Handle, Don't Just Check — Optimization¶
Each entry shows slow, wasteful, or noisy error-handling code, then improves it. Profile first; only optimize what is measured.
Optimization 1 — fmt.Errorf in a hot loop¶
for _, tok := range tokens {
if !valid(tok) {
return fmt.Errorf("invalid token at position %d: %s", i, tok)
}
}
Problem: fmt.Errorf allocates 2-3 times per call; in a hot validator that is a meaningful overhead.
Better: static sentinel + the position carried in a typed error.
var errInvalidToken = errors.New("invalid token")
type tokenError struct {
pos int
tok string
}
func (e *tokenError) Error() string { return fmt.Sprintf("invalid token at %d: %s", e.pos, e.tok) }
func (e *tokenError) Unwrap() error { return errInvalidToken }
for i, tok := range tokens {
if !valid(tok) {
return &tokenError{pos: i, tok: tok}
}
}
One allocation instead of three; the Error() formatting happens only when the message is actually printed.
Optimization 2 — Wrapping at every layer in a hot path¶
// db.go
return fmt.Errorf("query: %w", err)
// repo.go
return fmt.Errorf("get user: %w", err)
// service.go
return fmt.Errorf("login: %w", err)
// handler.go
return fmt.Errorf("handler: %w", err)
Problem: Four wraps per error in a high-volume path = 4× allocations, 4× message formatting.
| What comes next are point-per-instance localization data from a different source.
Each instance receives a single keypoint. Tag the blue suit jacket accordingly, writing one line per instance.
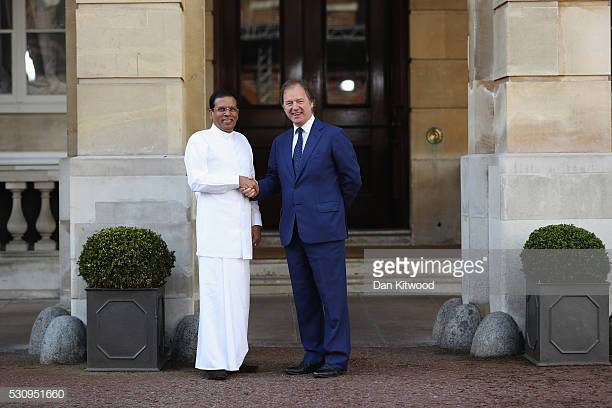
(323, 188)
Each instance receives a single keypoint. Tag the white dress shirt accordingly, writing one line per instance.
(214, 160)
(305, 132)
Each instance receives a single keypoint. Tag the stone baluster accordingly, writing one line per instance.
(45, 224)
(17, 225)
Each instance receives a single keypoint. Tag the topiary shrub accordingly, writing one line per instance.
(565, 253)
(125, 257)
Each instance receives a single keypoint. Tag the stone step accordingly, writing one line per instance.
(271, 276)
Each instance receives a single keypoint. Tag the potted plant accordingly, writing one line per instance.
(125, 269)
(566, 268)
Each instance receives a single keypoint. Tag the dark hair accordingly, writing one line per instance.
(293, 82)
(220, 93)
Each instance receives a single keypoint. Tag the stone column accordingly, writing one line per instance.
(130, 136)
(16, 225)
(539, 133)
(45, 224)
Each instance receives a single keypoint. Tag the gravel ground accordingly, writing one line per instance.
(421, 376)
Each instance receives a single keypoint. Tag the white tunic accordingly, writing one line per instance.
(214, 159)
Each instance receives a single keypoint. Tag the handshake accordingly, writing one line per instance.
(248, 187)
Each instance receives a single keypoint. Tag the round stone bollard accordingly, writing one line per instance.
(185, 341)
(64, 342)
(497, 335)
(462, 323)
(40, 326)
(442, 319)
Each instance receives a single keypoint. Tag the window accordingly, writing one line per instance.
(32, 56)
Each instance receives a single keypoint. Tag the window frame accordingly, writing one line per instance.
(19, 101)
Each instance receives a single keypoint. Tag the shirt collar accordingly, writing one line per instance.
(306, 127)
(219, 132)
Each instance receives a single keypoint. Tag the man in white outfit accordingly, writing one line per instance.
(219, 163)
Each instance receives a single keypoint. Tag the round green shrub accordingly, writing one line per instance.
(563, 253)
(125, 257)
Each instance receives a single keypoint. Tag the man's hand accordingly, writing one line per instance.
(249, 187)
(256, 234)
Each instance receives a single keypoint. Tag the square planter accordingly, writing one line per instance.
(567, 324)
(125, 329)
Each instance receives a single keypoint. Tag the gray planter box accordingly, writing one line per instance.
(125, 329)
(567, 324)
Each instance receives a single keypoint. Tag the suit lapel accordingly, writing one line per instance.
(286, 152)
(311, 143)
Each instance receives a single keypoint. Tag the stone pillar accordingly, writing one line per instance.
(45, 224)
(16, 225)
(130, 136)
(539, 133)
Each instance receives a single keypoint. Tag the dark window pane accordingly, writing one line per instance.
(6, 15)
(45, 60)
(259, 51)
(6, 83)
(45, 14)
(346, 52)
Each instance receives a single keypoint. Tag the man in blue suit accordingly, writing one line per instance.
(314, 167)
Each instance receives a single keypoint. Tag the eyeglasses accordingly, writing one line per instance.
(223, 109)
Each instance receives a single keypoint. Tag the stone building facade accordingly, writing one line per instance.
(519, 89)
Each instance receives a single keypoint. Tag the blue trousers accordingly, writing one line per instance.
(318, 279)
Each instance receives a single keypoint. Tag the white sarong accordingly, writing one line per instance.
(224, 313)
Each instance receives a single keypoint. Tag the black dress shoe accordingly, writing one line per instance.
(248, 368)
(303, 368)
(216, 374)
(328, 371)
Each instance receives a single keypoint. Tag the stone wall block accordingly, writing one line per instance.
(130, 40)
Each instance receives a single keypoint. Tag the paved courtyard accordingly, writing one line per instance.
(401, 370)
(416, 376)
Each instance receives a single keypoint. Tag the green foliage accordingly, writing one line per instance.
(125, 257)
(564, 253)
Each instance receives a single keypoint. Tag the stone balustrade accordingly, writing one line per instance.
(29, 201)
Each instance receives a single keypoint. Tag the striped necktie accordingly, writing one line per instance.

Better: wrap once at the boundary.
// internal layers: surface raw
return err
// boundary: wrap with the request context once
log.Printf("login handler %s: %v", reqID, err)
For very hot paths where errors are rare, no wrap at all in internals is fine — the boundary's structured log carries the request ID, user ID, op name.
Optimization 3 — Sentinel constructed per call¶
func validate(s string) error {
if !valid(s) {
return errors.New("invalid input") // BAD: per-call allocation
}
return nil
}
Problem: errors.New allocates each time. In a validator called millions of times, this is millions of allocations.
Better: package-level sentinel.
var ErrInvalidInput = errors.New("invalid input")
func validate(s string) error {
if !valid(s) {
return ErrInvalidInput
}
return nil
}
Zero allocations on the error path. Bonus: callers can errors.Is(err, ErrInvalidInput) to check kind.
Optimization 4 — debug.Stack per error¶
Problem: debug.Stack() is 5-10 µs per call and several allocations. A wrap helper that calls it allocates kilobytes per error.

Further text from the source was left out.